Bestwig. Anwohner des Schulzentrums Bestwig leiden unter Zechgelagen von Jugendlichen. Jetzt ist ein Maß erreicht, das sie sich nicht mehr bieten lassen.

Der Frust sitzt tief bei den Anwohnern des Bestwiger Schulzentrums. Zu acht haben sie sich versammelt, um von den Zuständen zu berichten, die sie seit Jahren und Jahrzehnten ertragen müssen. Und es wäre ein Leichtes gewesen, noch mehr leidgeplagte Nachbarn zusammenzutrommeln, da sind sie sich sicher.

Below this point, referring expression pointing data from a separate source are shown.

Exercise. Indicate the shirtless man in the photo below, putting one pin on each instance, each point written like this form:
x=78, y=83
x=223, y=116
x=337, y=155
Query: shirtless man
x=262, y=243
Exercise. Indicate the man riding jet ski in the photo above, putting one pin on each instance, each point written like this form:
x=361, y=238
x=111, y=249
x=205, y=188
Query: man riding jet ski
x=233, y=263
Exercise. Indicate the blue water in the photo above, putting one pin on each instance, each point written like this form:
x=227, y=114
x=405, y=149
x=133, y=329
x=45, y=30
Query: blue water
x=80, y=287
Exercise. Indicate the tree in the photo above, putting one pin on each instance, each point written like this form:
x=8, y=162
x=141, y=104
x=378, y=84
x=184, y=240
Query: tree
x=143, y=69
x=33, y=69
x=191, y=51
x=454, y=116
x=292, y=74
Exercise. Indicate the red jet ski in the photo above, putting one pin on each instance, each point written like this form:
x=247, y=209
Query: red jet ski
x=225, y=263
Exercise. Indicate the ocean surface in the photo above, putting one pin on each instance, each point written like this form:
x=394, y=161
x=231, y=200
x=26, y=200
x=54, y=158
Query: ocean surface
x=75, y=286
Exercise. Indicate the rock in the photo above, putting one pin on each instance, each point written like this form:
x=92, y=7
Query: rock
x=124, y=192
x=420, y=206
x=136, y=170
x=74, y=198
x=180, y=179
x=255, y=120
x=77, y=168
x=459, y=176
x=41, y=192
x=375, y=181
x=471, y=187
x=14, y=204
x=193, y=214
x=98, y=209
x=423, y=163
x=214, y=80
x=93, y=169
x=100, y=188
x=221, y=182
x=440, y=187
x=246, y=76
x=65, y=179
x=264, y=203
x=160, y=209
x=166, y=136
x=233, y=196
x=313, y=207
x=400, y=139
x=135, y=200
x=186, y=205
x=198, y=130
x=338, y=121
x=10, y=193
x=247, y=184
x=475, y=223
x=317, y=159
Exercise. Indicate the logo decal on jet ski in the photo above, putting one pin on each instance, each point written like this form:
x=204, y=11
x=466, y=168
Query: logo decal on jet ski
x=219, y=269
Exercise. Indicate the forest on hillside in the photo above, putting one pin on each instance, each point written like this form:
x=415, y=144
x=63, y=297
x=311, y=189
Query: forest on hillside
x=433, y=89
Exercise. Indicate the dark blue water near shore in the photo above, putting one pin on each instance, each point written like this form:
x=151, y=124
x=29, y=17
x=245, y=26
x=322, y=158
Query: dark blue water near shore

Ihre Botschaft ist eindeutig: „So kann und darf es nicht mehr weitergehen!“ Alles, was sie sich wünschen: Eine Rückkehr der Ruhe in den Abendstunden und in der Nacht. Mal wieder in Ruhe auf der Terrasse sitzen zu können. Beim Zubettgehen nicht die Sorge haben zu müssen, schon wieder aus dem Schlaf gerissen zu werden. Das aber scheint nicht allzu einfach zu sein. Seit einer gefühlten Ewigkeit leiden sie inzwischen unter Zechgelagen von Jugendlichen auf dem benachbarten Schulgelände.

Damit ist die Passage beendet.